Tribunal Administratif de Marseille — Décision N° TA13-2204598

vendredi 23 septembre 2022

JuridictionTribunal Administratif de Marseille
SectionTribunal Administratif de Marseille
N° DossierTA13-2204598
TypeOrdonnance
RecoursExcès de pouvoir
Avocat requérantPEROLLIER

Texte intégral

Vu la procédure suivante :

Par une requête, enregistrée le 2 juin 2022, M. A B, représentée par Me Belotti, demande au tribunal :

1°) d'annuler la décision par laquelle le préfet des Bouches-du-Rhône lui a refusé la délivrance d'une autorisation provisoire de séjour valable six mois portant la mention " bénéficiaire de la protection temporaire " ;

2°) d'enjoindre au préfet des Bouches-du-Rhône de lui délivrer une autorisation provisoire de séjour valable six mois portant la mention " bénéficiaire de la protection temporaire " dans un délai de quinze jours à compter de la notification du jugement à intervenir, sous astreinte de 100 euros par jour de retard ;

3°) de mettre à la charge de l'État la somme de 1 500 euros à verser à son conseil en application des dispositions combinées de l'article L. 761-1 du code de justice administrative et de l'article 37 de la loi du 10 juillet 1991.

Par un mémoire en intervention, enregistré le 13 juin 2022, le Groupe d'Information et de Soutien des Immigrés (GISTI), la Cimade et Réseau Hospitalité, représentés par Me Perollier et Me Vincensini, demandent au tribunal qu'il soit fait droit aux conclusions de la requête de M. B.

Par un mémoire en défense, enregistré le 29 août 2022, le préfet des Bouches-du-Rhône conclut au non-lieu à statuer sur la requête et au rejet des conclusions présentées sur le fondement de l'article L. 761-1 du code de justice administrative.

Par une décision du bureau d'aide juridictionnelle du 11 juillet 2022 M. B a été admis au bénéfice de l'aide juridictionnelle totale.

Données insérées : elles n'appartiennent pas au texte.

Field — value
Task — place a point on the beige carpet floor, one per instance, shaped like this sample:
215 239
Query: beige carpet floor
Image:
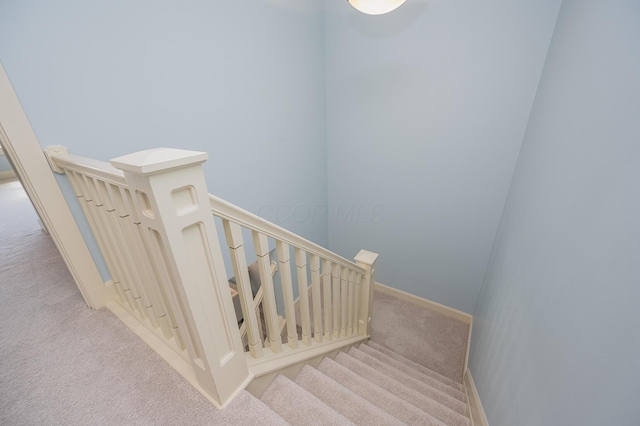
427 337
62 363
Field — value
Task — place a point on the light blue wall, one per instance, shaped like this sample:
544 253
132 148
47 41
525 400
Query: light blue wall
426 110
556 338
242 80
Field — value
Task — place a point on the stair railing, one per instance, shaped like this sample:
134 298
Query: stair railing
153 220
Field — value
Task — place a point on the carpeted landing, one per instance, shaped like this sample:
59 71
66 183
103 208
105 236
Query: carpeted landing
63 363
368 385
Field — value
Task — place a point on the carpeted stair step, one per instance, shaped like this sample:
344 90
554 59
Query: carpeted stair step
411 382
414 365
426 404
299 407
342 400
392 404
246 409
441 386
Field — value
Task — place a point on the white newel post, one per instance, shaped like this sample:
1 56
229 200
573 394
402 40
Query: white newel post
169 192
366 260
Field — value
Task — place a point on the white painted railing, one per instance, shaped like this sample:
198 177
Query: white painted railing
154 223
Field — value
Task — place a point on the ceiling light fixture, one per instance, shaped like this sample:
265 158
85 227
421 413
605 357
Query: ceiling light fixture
375 7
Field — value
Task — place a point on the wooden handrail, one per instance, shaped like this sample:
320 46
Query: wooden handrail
63 160
233 213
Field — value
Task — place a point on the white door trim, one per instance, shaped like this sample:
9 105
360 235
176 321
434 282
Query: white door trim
23 149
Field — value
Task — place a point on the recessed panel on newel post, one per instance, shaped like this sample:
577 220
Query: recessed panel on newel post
170 195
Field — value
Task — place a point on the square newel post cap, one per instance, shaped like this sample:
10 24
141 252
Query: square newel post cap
158 160
366 257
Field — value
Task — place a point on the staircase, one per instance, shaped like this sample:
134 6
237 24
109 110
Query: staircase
157 228
368 385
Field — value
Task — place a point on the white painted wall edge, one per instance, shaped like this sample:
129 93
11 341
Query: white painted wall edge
7 174
476 411
21 145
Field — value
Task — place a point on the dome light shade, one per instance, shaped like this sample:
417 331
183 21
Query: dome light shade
375 7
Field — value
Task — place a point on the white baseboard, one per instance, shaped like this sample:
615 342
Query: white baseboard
476 411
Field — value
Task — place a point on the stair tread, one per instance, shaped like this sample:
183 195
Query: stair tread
392 404
297 406
411 382
419 367
387 359
344 401
426 404
246 409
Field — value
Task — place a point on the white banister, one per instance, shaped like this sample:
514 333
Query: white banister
154 223
261 245
335 279
287 289
367 260
226 210
316 296
303 291
170 196
239 261
326 293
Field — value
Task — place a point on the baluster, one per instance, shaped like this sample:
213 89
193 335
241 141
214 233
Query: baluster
344 293
366 260
336 309
261 245
287 291
104 234
303 295
356 308
160 299
233 233
76 182
316 297
121 245
137 259
170 195
326 289
350 304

Vu les autres pièces du dossier.

Vu :

- le code de l'entrée et du séjour des étrangers et du droit d'asile ;

- la loi n° 91-647 du 10 juillet 1991 ;

- le code de justice administrative.

Considérant ce qui suit :

1. Les associations GISTI, Réseau hospitalité et Cimade présentent un intérêt suffisant pour que leur intervention au soutien de la requête soit admise.

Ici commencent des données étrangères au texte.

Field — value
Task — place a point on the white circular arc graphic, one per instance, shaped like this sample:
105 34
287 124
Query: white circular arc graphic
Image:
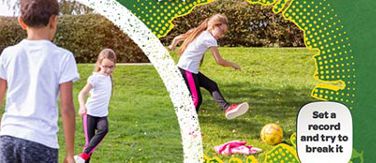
165 66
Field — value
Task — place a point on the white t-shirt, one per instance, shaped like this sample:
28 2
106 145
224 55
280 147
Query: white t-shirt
33 71
191 57
100 94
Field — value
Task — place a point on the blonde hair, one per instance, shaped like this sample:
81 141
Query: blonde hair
105 54
207 24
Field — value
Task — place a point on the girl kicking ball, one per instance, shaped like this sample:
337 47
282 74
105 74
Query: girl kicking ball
195 42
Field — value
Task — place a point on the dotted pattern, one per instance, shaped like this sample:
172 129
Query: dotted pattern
335 62
158 14
262 2
282 153
335 65
323 32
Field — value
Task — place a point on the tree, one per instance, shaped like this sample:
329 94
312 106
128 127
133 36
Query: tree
67 7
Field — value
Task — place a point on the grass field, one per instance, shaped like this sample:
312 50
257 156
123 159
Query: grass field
143 125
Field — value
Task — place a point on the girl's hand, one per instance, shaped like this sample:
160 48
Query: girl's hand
235 66
69 159
171 47
82 111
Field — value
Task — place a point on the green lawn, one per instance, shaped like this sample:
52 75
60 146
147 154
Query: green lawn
143 125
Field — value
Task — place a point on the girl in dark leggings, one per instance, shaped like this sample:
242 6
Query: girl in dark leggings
195 43
94 113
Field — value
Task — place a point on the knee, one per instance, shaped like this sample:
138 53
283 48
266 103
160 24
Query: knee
103 130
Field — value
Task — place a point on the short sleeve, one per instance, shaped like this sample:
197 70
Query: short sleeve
91 80
210 42
3 72
69 70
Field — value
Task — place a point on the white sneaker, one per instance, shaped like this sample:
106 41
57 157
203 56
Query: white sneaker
78 159
236 110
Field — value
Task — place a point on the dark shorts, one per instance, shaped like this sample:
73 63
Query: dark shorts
16 150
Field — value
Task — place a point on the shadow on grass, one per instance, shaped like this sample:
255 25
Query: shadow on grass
279 105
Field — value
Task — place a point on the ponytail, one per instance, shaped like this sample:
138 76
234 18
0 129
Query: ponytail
192 34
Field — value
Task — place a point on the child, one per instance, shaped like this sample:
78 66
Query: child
196 42
95 112
32 74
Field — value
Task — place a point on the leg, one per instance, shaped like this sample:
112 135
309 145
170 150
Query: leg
102 130
212 87
89 125
193 86
7 150
24 151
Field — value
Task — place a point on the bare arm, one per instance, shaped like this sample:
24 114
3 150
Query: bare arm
68 116
82 96
218 58
3 89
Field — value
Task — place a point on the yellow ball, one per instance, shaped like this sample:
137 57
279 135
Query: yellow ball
271 134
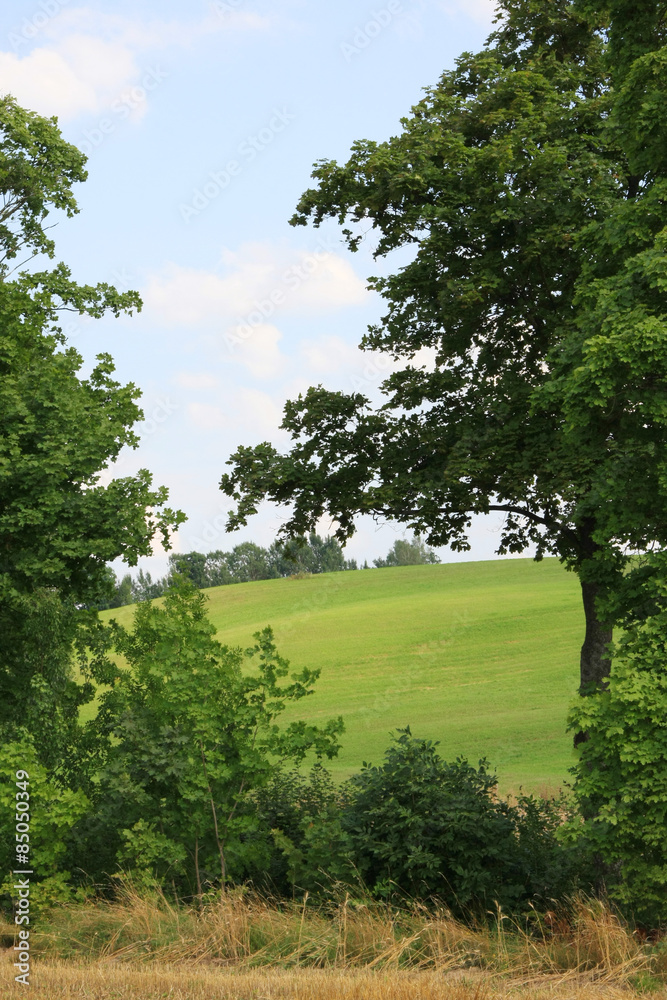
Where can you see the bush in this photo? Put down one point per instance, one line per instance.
(423, 827)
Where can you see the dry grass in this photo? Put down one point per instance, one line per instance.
(241, 946)
(114, 981)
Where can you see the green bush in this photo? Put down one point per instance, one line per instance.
(420, 826)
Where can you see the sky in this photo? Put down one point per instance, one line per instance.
(202, 122)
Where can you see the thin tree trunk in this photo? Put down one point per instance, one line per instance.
(215, 820)
(594, 664)
(199, 892)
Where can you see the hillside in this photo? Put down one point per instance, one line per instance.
(480, 656)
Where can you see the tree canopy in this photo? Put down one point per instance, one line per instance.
(530, 322)
(59, 525)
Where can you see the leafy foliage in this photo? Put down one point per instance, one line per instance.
(406, 553)
(54, 811)
(528, 189)
(427, 828)
(191, 733)
(621, 776)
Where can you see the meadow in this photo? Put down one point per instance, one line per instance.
(481, 656)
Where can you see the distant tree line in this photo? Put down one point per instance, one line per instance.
(248, 562)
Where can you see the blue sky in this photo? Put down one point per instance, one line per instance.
(202, 122)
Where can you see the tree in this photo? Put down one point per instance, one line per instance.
(191, 733)
(58, 526)
(427, 827)
(404, 553)
(621, 776)
(529, 188)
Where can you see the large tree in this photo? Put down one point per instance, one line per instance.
(528, 189)
(59, 525)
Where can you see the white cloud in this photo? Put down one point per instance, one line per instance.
(207, 417)
(44, 82)
(481, 11)
(259, 351)
(85, 61)
(258, 282)
(256, 412)
(195, 380)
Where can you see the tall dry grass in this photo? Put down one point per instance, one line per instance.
(113, 981)
(240, 930)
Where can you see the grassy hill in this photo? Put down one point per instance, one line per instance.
(480, 656)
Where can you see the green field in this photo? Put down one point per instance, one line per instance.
(480, 656)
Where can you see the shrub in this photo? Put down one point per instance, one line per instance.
(420, 826)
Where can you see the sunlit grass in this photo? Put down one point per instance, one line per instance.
(480, 656)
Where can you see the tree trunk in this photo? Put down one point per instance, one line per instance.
(594, 664)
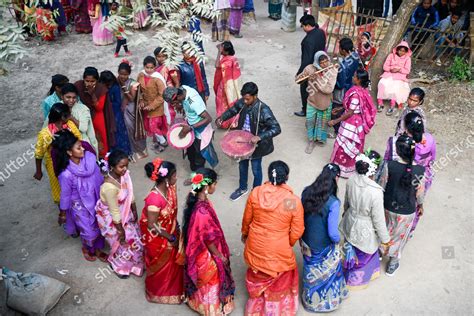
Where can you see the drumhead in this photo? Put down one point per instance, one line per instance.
(237, 144)
(179, 143)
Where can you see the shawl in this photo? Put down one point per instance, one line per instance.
(166, 109)
(204, 228)
(197, 72)
(366, 105)
(88, 178)
(100, 91)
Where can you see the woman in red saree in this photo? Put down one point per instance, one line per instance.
(356, 122)
(45, 24)
(160, 231)
(94, 95)
(226, 81)
(208, 280)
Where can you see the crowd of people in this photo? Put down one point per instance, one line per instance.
(93, 129)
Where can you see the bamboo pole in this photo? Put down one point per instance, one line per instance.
(315, 9)
(471, 32)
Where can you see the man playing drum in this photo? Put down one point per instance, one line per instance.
(186, 99)
(256, 118)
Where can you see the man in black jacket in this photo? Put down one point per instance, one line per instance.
(252, 112)
(313, 42)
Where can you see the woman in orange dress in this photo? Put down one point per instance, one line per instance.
(273, 222)
(160, 230)
(226, 81)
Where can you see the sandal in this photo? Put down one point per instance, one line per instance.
(88, 256)
(309, 149)
(102, 256)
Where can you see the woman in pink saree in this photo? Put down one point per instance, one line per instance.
(117, 218)
(356, 122)
(226, 81)
(208, 281)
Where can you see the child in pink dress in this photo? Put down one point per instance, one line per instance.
(393, 84)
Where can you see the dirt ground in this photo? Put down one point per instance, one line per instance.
(436, 273)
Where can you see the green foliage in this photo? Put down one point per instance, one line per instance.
(171, 17)
(11, 35)
(460, 70)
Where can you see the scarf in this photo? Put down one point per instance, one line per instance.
(53, 129)
(367, 108)
(198, 75)
(166, 109)
(88, 179)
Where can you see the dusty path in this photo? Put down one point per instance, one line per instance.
(436, 273)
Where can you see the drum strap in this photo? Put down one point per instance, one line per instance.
(238, 115)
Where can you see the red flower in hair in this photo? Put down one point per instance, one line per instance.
(197, 178)
(156, 166)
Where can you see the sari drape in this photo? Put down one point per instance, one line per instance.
(164, 277)
(102, 115)
(227, 87)
(324, 286)
(350, 139)
(360, 268)
(208, 280)
(124, 258)
(272, 295)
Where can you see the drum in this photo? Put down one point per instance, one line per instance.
(237, 144)
(173, 136)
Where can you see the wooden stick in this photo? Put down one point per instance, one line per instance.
(303, 78)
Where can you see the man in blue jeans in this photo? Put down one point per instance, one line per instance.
(256, 118)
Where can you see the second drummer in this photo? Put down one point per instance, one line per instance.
(256, 118)
(186, 99)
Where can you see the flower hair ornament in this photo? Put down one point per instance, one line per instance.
(377, 161)
(372, 166)
(198, 181)
(274, 176)
(158, 170)
(104, 163)
(126, 61)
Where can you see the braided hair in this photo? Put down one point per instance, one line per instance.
(414, 125)
(192, 199)
(405, 146)
(316, 195)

2. Aux termes de l'article R. 222-1 du code de justice administrative : " () les présidents de formation de jugement des tribunaux () peuvent, par ordonnance, () 1° Donner acte des désistements ; () 5° Statuer sur les requêtes qui ne présentent plus à juger de questions autres que la condamnation prévue à l'article L. 761-1 du code de justice administrative ou la charge des dépens ; () ".

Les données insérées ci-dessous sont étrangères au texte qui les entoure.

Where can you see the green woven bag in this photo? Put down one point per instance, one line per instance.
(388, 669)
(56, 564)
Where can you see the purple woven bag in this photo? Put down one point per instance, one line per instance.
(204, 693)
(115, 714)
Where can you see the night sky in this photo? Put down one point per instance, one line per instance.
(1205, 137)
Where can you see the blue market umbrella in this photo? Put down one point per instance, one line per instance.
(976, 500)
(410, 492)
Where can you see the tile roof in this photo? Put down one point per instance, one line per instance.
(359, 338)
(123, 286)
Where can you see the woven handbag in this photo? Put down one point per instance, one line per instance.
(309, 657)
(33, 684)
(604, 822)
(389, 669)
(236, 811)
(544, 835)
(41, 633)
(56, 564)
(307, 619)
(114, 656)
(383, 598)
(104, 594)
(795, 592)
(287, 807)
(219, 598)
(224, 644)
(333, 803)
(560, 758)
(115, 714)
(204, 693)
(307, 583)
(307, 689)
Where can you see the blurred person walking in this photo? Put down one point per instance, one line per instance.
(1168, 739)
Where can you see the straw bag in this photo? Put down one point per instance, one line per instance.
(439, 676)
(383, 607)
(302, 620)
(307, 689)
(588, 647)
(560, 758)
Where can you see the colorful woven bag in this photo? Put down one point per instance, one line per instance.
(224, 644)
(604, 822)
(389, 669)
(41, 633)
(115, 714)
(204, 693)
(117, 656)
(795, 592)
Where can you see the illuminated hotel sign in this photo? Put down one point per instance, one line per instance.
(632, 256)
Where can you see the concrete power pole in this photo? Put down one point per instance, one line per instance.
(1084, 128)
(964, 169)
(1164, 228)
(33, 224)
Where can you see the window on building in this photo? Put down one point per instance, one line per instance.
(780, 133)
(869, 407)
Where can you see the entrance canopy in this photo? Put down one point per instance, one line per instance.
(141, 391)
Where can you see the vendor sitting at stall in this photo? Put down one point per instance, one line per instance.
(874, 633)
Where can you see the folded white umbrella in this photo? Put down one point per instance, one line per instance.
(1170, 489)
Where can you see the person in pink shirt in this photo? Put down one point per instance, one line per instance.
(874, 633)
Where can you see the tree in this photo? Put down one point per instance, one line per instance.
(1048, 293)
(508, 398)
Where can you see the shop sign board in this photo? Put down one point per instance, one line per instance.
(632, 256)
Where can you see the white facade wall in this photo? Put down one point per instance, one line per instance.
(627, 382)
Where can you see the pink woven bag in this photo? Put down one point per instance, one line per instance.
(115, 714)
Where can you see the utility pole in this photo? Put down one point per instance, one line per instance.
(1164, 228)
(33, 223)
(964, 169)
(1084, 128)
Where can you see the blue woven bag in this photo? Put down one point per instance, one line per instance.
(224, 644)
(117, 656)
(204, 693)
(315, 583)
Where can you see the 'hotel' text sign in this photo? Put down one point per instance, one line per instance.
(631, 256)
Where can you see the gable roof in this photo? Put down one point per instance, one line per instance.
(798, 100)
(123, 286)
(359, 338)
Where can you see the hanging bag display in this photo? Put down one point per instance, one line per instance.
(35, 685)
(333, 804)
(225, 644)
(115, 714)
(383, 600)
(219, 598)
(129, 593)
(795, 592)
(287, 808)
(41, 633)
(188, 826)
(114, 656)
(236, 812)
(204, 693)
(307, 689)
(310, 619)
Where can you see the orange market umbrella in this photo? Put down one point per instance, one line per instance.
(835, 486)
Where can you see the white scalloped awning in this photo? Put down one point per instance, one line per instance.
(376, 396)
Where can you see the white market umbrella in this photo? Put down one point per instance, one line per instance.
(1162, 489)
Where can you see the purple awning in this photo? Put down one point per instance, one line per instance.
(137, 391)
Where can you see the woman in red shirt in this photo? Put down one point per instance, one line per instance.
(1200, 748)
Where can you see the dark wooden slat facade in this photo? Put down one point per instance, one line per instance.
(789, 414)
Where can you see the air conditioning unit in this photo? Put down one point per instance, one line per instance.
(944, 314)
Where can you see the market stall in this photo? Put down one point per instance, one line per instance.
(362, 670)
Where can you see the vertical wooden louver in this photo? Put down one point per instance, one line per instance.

3. Par un mémoire, enregistré le 29 août 2022, M. B déclare se désister de ses conclusions aux fins d'annulation et d'injonction. Ce désistement étant pur et simple, rien ne s'oppose à ce qu'il en soit donné acte.

4. Il n'y a pas lieu, dans les circonstances de l'espèce, de mettre à la charge de l'État une somme au titre des frais de l'instance.

O R D O N N E :

Article 1er : Il est donné acte du désistement des conclusions de la requête de M. B aux fins d'annulation et d'injonction.

Article 2 : Les conclusions présentées par M. B sur le fondement de l'article 37 de la loi du 10 juillet 1991 et de l'article L. 761-1 du code de justice administrative sont rejetées.

Article 3 : La présente ordonnance sera notifiée à M. A B, au préfet des Bouches-du-Rhône, au Groupe d'Information et de Soutien des Immigrés, à la Cimade et au Réseau Hospitalité.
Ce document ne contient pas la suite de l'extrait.